For decades in the West, the ancient Japanese warrior class of the samurai has inspired millions.
From developing artistry around something as brutal as mortal combat to the pursuit of efficiency in everything and the sound philosophical principles that define a samurai’s life, along with the beauty of ancient Japanese culture woven throughout all of it, we’ve found unlimited inspiration from these incredible warriors.
Admittedly, there isn’t much use for a sword-wielding warrior these days. However, the Way of the Warrior, the Samurai’s code of ethics referred to as Bushido, lives on as a useful set of principles to help you live a more balanced life.
And, it just so happens, they’re principles we could use now more than ever.
I look at the Samurai because they were the artists of their time. What I think struck me when I read Bushido is compassion. ‘If there’s no one there to help, go out and find someone to help.’ That hit me, because I try to lead my life like that.
– Tom Cruise
These are the eight principles of Bushido:
This one is sometimes referred to as justice, and it’s about striving to do the right thing. You can’t control the rest of the world, but you can seek to follow the way of righteousness in your own life.
This is about more than just doing the right thing when dealing with others, though, it also has to do with maintaining integrity when nobody’s watching.
Samurai would have made excellent Gryffindor. It’s no surprise that a warrior must be courageous, but courage is about more than just the courage to face your own death in combat. To be truly courageous means to face your life as a whole with the confidence necessary to overcome your challenges and realize happiness.
“With great power comes great responsibility.”
You must seek opportunities to use your power for the greater good, understanding the pain of others and desiring to help in any way that you can.
True compassion is understanding, so we must not only understand our own place, but also the desires and wishes of others and how our actions affect those people.
When one has power, they must also know when and how to use that power wisely.
Power can easily corrupt and the ability of a Samurai to kill another human being with ease is a power that had to be wielded with great wisdom and respect. Not just for others, but for oneself, to avoid corrupting one’s soul.

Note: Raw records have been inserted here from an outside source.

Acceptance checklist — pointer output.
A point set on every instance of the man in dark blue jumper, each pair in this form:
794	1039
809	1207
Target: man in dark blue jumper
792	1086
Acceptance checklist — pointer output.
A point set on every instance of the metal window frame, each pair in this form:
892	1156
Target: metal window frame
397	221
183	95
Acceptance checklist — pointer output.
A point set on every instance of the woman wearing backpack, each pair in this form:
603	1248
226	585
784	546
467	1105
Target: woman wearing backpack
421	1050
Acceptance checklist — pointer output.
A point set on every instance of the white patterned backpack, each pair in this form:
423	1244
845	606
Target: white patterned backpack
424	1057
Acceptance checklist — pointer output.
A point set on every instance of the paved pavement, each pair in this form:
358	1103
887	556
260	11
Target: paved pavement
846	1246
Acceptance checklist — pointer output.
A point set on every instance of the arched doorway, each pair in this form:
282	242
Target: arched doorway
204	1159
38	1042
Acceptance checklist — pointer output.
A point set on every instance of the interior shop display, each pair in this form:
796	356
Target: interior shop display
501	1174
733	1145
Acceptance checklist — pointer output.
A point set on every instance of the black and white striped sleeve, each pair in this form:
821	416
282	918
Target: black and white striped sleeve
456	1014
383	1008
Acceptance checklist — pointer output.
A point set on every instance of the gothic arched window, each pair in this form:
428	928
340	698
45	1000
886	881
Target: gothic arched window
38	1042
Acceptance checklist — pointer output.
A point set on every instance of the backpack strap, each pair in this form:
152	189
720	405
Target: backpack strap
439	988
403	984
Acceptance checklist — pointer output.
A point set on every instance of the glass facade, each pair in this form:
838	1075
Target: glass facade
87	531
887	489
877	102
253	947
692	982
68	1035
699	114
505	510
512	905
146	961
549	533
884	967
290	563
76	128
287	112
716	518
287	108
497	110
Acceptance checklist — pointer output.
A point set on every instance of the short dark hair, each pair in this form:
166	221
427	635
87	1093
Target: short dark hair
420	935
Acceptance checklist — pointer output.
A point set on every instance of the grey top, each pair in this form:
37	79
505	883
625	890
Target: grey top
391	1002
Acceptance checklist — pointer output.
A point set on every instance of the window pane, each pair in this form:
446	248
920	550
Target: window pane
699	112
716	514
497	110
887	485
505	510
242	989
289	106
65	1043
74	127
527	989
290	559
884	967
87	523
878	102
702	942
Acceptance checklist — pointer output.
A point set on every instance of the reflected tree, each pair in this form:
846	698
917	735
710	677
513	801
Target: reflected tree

There are many forms of power in the world, and virtually all of them can be used to either help or hurt. One must live their life in a way that respects others, and learn to use their power to live most effectively.
Truthfulness encompasses two different qualities: honesty and dependability.
The word of a person has great value, but the value of those words lessens over time as each lie or failed promise builds.
Seek to remain honest in how you speak so that when you speak, others know you’re not only telling the truth, but also that they can count on you following through.
Samurai treasured honor above perhaps all other qualities.
As a samurai, your honor was everything and to be dishonored was worth more than death. In fact, for a samurai, dishonor often resulted in a samurai committing what was called harakiri, or ritual suicide with a katana.
Clearly, the average person doesn’t live by such principles. However, honor is nevertheless critical to realizing your best self. Honor is a representation of who you are as a person. It is your word, your actions, and your very worth as a person all-encompassing reflected in others.
A samurai knows his place in the world. Closely aligned with truthfulness, those you care about and work with should know that they can count on you no matter what.
This kind of fierce loyalty doesn’t just help others — it helps you create unbreakable bonds because it reflects and communicates how valuable they are to you.
The final principle of the Bushido is about having the self-control to pursue and exemplify the entire code.
The first seven principles encompass all the things that are important for the samurai to follow. However, just as important is an emphasis on following the principles themselves. As poetic as the principles sound, if you don’t actually follow through with them they’re absolutely useless.
The Way of the Warrior was much less intellectual than it was action-oriented, with the expression and fulfillment of character being at the forefront. Therefore, great self-control was needed to follow through with said principles.